The Board concluded that Boyd, whose filing date of April 1, 2002, is about seven months before the October 2002 filing date of the ’188 patent, was prior art to the ‘188 patent under 35 U.S.C. § 102(e). The Board rejected Arctic Cat’s argument of prior conception and diligence in reduction to practice. The Board also rejected the argument that the allegedly anticipatory portions of Boyd are not actually “by another,” as required by 35 U.S.C. § 102(e), even though the only named inventor on Boyd is Mr. Boyd himself, not Mr. Janisch, the inventor of the ‘188 patent.
The Federal Circuit agreed that Janisch had shown prior invention, in particular that the record established that Mr. Janisch was reasonably diligent during the critical period so as not to have abandoned his invention or unreasonably delayed its reduction to practice. While the Board concluded that the evidence did not establish diligence throughout the period from April 1, 2002, to October 29, 2002, the Board’s analysis rested on too rigid a standard, and the record establishes diligence under the correct standard.

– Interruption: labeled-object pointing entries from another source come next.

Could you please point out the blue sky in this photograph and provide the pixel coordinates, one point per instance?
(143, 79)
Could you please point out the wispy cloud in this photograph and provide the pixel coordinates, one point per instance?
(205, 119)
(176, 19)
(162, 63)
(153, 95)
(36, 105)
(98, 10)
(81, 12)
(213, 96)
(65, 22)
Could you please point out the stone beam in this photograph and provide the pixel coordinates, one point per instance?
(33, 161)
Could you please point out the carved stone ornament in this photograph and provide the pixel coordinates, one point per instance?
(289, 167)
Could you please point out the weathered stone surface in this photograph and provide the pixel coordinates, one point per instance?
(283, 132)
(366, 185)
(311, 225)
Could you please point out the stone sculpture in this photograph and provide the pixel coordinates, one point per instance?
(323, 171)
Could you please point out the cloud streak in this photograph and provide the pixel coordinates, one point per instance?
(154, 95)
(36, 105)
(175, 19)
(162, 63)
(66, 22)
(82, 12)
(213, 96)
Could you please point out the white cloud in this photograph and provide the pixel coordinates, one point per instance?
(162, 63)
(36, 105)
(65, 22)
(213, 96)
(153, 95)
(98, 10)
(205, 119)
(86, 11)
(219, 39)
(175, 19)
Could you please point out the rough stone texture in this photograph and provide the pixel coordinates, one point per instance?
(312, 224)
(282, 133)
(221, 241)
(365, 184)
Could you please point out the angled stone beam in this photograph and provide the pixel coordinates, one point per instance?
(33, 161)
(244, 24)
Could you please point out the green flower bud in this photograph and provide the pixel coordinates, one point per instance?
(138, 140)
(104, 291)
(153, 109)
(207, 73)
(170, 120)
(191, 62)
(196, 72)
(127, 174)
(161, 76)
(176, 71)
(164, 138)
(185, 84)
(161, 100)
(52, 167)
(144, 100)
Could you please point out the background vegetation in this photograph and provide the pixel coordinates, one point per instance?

The Federal Circuit found that the gaps in activity relied upon by the Board could be explained by third party testing activity and that lack of diligence cannot be inferred from putting the invention into someone else’s hands for needed testing and awaiting test results for a short period commensurate with the testing need, at least where oversight was diligent. That course of action, as a way of reducing an invention to practice, does not give rise to an inference of unreasonable delay or abandonment of the invention.